Hubby and I were in the kitchen getting drinks to go with our lunch today. Its the middle of the day...the landlord is obviously at work...so we're free to speak our minds, right?
For those of you who are new to my life, my apartment shares a wall with the landlord's crash pad (they don't live there but spend a lot of time there) and the walls are very thin. We can hear anything they say, so we assume they can hear anything we say too (I won't mention how when they are too noisy, we have a method of quieting them down by standing close to the wall and make we're-having-loud-sex noise and how funny we think that is).
I digress. Anyway, we've made more than one gaffe before by saying something we wouldn't want them to hear - like when we talk about what crappy landlords they are. Oops.

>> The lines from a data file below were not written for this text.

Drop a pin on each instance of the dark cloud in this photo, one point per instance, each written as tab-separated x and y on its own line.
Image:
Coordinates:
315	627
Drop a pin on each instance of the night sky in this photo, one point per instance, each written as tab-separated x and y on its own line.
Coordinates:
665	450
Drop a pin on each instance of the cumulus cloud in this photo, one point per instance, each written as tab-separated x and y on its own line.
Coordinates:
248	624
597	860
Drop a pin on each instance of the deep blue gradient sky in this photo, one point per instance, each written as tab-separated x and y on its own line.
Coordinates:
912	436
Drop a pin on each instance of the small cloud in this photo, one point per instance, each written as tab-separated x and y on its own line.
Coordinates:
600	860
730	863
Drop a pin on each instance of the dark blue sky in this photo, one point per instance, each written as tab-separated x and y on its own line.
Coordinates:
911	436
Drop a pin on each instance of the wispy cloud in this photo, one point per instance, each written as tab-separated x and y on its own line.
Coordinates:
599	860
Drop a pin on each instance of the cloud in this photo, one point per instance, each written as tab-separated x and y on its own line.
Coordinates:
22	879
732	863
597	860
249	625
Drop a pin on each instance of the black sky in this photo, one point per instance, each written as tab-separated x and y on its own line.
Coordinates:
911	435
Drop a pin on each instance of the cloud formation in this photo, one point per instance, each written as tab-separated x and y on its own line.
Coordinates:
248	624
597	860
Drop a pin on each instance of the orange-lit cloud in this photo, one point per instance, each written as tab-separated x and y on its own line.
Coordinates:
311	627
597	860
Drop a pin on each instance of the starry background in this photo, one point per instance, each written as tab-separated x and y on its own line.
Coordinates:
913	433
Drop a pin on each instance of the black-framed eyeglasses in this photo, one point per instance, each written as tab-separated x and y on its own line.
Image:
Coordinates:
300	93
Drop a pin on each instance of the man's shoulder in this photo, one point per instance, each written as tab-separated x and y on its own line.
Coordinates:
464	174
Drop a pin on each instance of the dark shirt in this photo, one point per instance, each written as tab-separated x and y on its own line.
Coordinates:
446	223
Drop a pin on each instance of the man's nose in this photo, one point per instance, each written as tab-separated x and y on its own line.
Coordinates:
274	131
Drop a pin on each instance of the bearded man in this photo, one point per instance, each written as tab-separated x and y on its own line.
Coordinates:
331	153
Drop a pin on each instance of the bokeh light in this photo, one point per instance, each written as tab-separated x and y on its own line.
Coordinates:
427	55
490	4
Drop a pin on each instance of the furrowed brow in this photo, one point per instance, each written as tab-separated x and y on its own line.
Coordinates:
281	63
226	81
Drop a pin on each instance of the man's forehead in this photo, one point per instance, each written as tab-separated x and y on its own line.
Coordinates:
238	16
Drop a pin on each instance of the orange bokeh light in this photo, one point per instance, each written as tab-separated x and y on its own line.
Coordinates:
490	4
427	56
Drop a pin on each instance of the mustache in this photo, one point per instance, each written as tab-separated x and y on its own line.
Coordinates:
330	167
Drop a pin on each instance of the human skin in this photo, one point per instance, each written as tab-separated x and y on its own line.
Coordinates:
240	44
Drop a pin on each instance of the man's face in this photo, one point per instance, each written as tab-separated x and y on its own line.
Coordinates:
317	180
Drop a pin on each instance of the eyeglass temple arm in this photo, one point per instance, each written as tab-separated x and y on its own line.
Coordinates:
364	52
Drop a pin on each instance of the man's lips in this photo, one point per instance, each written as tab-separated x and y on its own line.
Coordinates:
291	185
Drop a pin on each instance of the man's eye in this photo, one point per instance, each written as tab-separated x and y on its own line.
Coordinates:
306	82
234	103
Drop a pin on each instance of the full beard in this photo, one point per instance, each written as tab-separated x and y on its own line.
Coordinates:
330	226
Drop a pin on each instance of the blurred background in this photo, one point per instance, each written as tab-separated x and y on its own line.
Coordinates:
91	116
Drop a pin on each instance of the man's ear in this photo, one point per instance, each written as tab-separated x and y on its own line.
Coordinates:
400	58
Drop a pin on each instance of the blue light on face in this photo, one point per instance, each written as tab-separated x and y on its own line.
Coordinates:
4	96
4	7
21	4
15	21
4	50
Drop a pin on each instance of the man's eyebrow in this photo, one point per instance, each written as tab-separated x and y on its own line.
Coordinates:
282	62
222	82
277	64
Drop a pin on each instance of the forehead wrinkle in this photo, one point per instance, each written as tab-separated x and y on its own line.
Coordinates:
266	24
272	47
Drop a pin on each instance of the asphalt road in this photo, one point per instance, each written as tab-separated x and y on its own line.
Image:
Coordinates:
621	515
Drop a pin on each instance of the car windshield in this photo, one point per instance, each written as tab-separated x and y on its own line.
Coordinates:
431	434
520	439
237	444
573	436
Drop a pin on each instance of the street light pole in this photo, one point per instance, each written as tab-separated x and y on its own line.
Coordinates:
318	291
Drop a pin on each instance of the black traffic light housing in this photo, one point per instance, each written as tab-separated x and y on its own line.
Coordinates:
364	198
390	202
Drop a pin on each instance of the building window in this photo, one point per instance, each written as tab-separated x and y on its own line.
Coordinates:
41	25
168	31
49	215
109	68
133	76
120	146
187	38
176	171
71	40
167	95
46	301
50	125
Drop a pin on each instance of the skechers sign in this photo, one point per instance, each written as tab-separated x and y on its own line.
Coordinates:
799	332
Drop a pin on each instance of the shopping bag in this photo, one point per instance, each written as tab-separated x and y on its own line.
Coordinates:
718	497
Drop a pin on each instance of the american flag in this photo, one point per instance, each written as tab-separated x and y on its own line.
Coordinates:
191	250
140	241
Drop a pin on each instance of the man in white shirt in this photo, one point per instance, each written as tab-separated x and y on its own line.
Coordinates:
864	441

Today we were talking about our other neighbor, who has a studio apartment in front of our place. We were saying how's she's crazy (she really is!) and how we think she has a hidden peephole to watch us in the hallway. We got onto this topic because we checked the mail in the hallway and went inside. When we went back out less than 5 minutes later, all the mail was gone, including the mail that wasn't hers. She's weird about the mail like that...she has to be the first one to look at it. She's a strange bird.
As we're proclaiming how strange she is, we hear noise in the landlord's apartment. Oops again! I'm sure the landlord heard every word we said. When will we learn not to speak openly in our own apartment? *rolls eyes*
Hate. This. Apartment.
Ok, now to fun stuff. I discovered a new hilarious blog called Pulispher Predilections. The blog author, Kristina, is hilarious! Check it out.
Through her blog, I also learned about a give-away on the Halftime Lessons Blog. There are some awesome prizes that celebrate grassroot shopping.
It ends today, so run over and enter.
7 comments:
Wow, thanks for the shout out! That is crazy that the walls or so thin. I would not be on good terms with my neighbors.
Oh, that sux when you can't even say what you want, in your own apartment, that YOU pay rent for!
Dude, I'm positive our landlord can hear us when have sex and when I have conversations with the cat--yes, they have their own voices and personalities ;-).
I swear I've yet to live in the "perfect" apartment. I don't think such a thing exists.
Hey Christina-
You won my contest!! Come see!
Jay
http://www.halftimelessons.com
That's crazy that you have to deal with so much with your apartment - thin walls, slum landlord, a crazy neighbor and then the mice on top of that? My husband and I have lived in some pretty lousy places too. Some people really aren't cut out to be landlords. We've been really fortunate with the landlord we have now, and the house we're renting. He's a really decent landlord.
Now I'm grateful we can speak freely because we are not that near to our neighbors. But then I also hear them when they're noisy or playing music and I hate it...
Does this neighbor woman realize that tampering with the mail is a federal offense???